Rommel s'enfonce dans Hopkins

Heureusement pour ma quête au Bélize, le destin est parfois expédient. C'est sur le balcon du Belcove que j'ai trouvé la famille que je cherchais. Un couple de Garífunas (aussi connus sous le nom de Caraïbes noirs) était assis dans l'obscurité. Et à mesure que je les écoutais parler j'avais vraiment les larmes aux yeux, tels étaient leur honnêteté et leur dignité simple dans leur évidente pauvreté et leur amour mutuel. Une heure plus tard je savais qu'ils étaient les gens que j'étais venu rencontrer — Luke et Marzlyn Castillo.

Une paire de jours plus tard j'étais dans leur village de Hopkins, originellement fondé par les descendants d'évadés d'un navire négrier d'Afrique de l'ouest échoué en 1635. S'étant échappés, les Garífunas n'ont jamais été esclaves et ils en sont fiers. Bientôt je couchais dans leur maison de cinquante cinq mètres carrés avec dix autres membres de la famille, six enfants, un cousin et un ami qui m'avait rejoint à l'hôtel, et j'en goûtais chaque minute, chaque son humain et l'odeur d'une authentique maisonnée caribéenne naturelle et chahuteuse. Les coqs chantant dehors, et les bruits de gamelles, et les gamins braillant à l'intérieur.

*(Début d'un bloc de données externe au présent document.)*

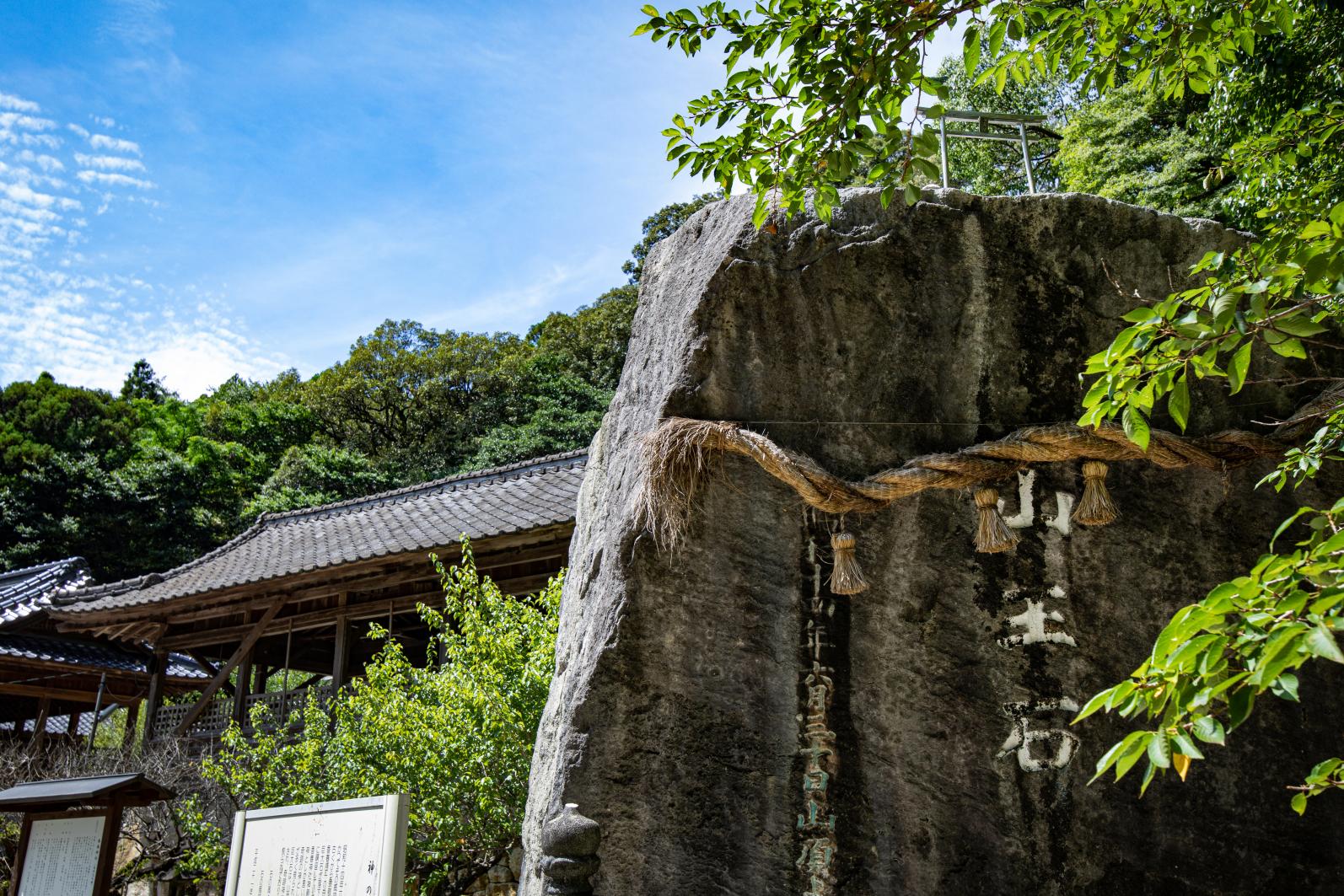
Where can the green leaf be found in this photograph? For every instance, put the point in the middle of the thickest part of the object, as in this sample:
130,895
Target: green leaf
970,50
1160,750
1140,316
1237,368
1321,642
1178,403
1133,743
1136,427
1288,348
1239,707
1185,746
1210,730
1285,687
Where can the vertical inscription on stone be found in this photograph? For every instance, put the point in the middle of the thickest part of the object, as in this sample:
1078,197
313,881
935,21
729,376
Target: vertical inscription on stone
816,824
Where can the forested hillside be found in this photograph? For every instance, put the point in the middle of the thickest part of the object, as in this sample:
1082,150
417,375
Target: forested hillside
142,481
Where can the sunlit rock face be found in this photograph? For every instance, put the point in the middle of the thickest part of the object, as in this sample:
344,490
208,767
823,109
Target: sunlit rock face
735,728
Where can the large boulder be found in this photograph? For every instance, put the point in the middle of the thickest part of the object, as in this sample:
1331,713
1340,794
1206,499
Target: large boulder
680,708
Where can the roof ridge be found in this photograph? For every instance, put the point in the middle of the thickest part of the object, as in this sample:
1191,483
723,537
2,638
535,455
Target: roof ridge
66,597
465,479
49,565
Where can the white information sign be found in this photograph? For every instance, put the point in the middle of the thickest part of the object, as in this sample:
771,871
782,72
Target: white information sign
344,848
62,857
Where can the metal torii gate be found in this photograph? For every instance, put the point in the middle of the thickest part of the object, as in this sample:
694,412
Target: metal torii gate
984,121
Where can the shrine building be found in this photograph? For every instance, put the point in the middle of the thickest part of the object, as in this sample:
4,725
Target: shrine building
296,593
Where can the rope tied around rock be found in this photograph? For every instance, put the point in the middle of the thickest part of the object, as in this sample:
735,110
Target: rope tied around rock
680,452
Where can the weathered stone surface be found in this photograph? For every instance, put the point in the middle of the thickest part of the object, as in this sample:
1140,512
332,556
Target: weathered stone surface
676,711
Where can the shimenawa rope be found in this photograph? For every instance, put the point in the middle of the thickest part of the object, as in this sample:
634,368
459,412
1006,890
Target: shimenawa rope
679,453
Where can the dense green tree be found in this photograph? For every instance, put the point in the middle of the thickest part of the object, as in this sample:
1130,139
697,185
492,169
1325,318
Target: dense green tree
43,416
144,481
142,384
453,728
814,93
662,224
1138,147
312,475
406,395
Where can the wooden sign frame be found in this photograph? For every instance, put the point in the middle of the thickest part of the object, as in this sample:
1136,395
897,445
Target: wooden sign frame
106,850
395,819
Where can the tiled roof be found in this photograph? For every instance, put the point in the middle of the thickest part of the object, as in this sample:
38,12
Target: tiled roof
94,654
509,499
24,592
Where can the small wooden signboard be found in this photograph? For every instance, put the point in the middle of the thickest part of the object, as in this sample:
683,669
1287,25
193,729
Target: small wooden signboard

5. Une autre appellation du cannabis.

Les deux semaines suivantes montrèrent que la vie du village était à la fois inspirante et quelque peu déchirante parfois. Les journées sont somnolentes et bienheureuses. Le temps s'estompe en grande partie et seul le dur soleil lumineux et la mer prédominent. Les poulets errent dans les allées et les mômes roulent et jouent ensemble amicalement. Il est bien connu ici que les enfants allaités par des mères fumants la ganja5 sont plus faciles à vivre et mieux adaptés socialement. Et pourquoi ne le seraient-ils pas ? Il est difficile d'imaginer quelque chose de meilleur qu'une taffe et un téton combinés. (Aussi évident que ce soit pour n'importe qui est doté de sens commun, cela est néanmoins soutenu par une étude de la doyenne de la faculté d'infirmerie de l'université du Massachusetts, la doctoresse Melanie Dreher, ainsi que par une étude des spécialistes de la santé des Nations Unis.)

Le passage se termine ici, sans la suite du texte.